Siempre resulta interesante estudiar los tipos vocales que se dan cita en un ciclo liederístico como el que desde hace ya veintinueve años se celebra en Madrid por iniciativa, en la actualidad, del Centro Nacional de Difusión Musical (CNDM). Tradicionalmente, se han convocado en estas reuniones vocales y pianísticas algunos de los mejores especialistas de un género tan exigente.

Analicemos brevemente en esta ocasión qué voces han sido llamadas para verter el variado contenido de las piezas. Tenemos cuatro barítonos de distinto pelaje, aunque ninguno de ellos dramático o de medio carácter. El más fornido, de material más pleno, más robusto y sólido, es Andrè Schuen, al que ya hemos visto recientemente en labores operísticas. Voz noble y templada a la que va como anillo al dedo el ciclo brahmsiano Die schöne Magelone, una variada colección de quince intensos lieder basados en una antigua leyenda gala. Daniel Heide es el colaborador ideal desde el piano.

Más lírico y expansivo es Konstantin Krimmel, de caluroso timbre y excelente dicción, maleable y variado, aún en pleno crecimiento, pero dentro de una ejemplar sobriedad. Rasgos ideales para traducir con propiedad un ciclo tan magistral como Liederkreis, op. 39, de Schumann, y para dar forma a los escritos por Wolf sobre palabras de Goethe y de Eichendorff, integrados en dos ejemplares colecciones; misión en la que tendrá como acompañante a Ammiel Bushakevitz. Otra voz de limpio lirismo, de matiz algo más penumbroso, es la de Manuel Walser, tercero en discordia y dotado de una rara flexibilidad y un gusto ya probados, que deberá demostrar su flexibilidad en la interpretación de un programa presidido por Brahms, Strauss (muy solicitados en esta temporada) y Rachmaninov (que será abordado en su idioma original).

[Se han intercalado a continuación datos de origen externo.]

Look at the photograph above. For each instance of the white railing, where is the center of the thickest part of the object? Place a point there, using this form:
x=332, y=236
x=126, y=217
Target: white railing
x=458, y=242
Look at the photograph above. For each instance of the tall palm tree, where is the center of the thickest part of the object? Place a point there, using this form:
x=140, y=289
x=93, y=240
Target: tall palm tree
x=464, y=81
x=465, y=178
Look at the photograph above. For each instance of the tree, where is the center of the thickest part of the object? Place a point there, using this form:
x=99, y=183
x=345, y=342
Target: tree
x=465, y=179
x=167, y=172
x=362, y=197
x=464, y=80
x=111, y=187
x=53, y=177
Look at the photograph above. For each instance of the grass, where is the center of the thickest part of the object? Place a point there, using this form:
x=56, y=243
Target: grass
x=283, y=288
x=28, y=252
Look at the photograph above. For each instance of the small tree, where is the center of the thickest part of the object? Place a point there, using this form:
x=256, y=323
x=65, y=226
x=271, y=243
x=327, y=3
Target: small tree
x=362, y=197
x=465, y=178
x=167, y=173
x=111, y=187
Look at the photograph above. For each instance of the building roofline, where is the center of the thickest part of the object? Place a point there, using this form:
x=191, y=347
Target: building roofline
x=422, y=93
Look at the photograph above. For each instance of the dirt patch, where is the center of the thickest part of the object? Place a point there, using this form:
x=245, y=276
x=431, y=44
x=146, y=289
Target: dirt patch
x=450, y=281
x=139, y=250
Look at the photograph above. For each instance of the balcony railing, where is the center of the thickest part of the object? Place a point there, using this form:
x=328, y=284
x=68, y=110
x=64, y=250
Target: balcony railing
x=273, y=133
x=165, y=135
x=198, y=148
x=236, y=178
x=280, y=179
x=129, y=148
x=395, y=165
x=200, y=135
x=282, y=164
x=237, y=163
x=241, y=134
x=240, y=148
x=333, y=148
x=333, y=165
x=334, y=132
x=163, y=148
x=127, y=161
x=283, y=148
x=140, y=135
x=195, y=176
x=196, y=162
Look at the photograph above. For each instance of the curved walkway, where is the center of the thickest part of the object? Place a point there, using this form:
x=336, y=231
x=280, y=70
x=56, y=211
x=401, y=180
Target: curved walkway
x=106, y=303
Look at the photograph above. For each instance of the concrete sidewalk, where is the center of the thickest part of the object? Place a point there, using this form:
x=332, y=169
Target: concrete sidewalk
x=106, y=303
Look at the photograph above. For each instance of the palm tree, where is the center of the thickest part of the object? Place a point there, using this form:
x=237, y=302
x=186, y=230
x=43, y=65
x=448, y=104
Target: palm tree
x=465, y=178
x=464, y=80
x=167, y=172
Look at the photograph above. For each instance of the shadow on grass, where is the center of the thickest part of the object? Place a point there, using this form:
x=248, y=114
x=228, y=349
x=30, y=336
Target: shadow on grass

Desde el teclado, Alexander Fleischer.

El cuarto barítono, más veterano, pues ha doblado ya la cincuentena, es un clásico que alberga las mejores esencias de los grandes del pasado próximo como Dieskau o Prey. La voz mantiene el lirismo que siempre lo ha adornado, la suavidad de la emisión, la delgadez del sonido. Y el estilo permanece incólume: el de un exquisito fraseador, un decidor inteligente y espiritual, que dará un nuevo curso de bien cantar traduciendo los lieder escogidos de Brahms, el protagonista de la serie, entre ellos, los memorables Vier ernste Gesänge. Tendrá como escudero al infalible Gerold Huber.

Hemos de referirnos al único bajo de la selección, que, además, es nuevo visitante de este ciclo, René Pape, ya veterano, y que se las sabe todas, particularmente, en el mundo de la ópera. Será de especial interés comprobar cómo su amplio instrumento de bajo cantante, noble y pleno, puede que de brillos algo más matizados, se ajusta a un programa que reúne a Mussorgski, Dvořák y Quilter y que de seguro nos podrá servir para calibrar expresión, dicción, temperamento y variedad de registros. Camillo Radicke se sentará ante el teclado.

Hallamos, además, dos féminas en esta ocasión, una soprano y una mezzosoprano, ambas aún jóvenes y en plenitud de facultades. Son muchas las que adornan a la gentil Christiane Karg, de timbre penetrante pero nada agresivo, de cálidos reflejos, buena base para articular un fraseo que en ella es siempre claro y nítido, en alas de una emisión muy aérea. Cualidades idóneas para servir un atractivo y variado repertorio que incluye a Respighi y Debussy y el Strauss de los Vier letzte Lieder, que suelen ser cantados por voces más densas. La particularidad es que se ofrecen en versiones con acompañamiento de arpa, a cargo aquí de Anneleen Lenaerts.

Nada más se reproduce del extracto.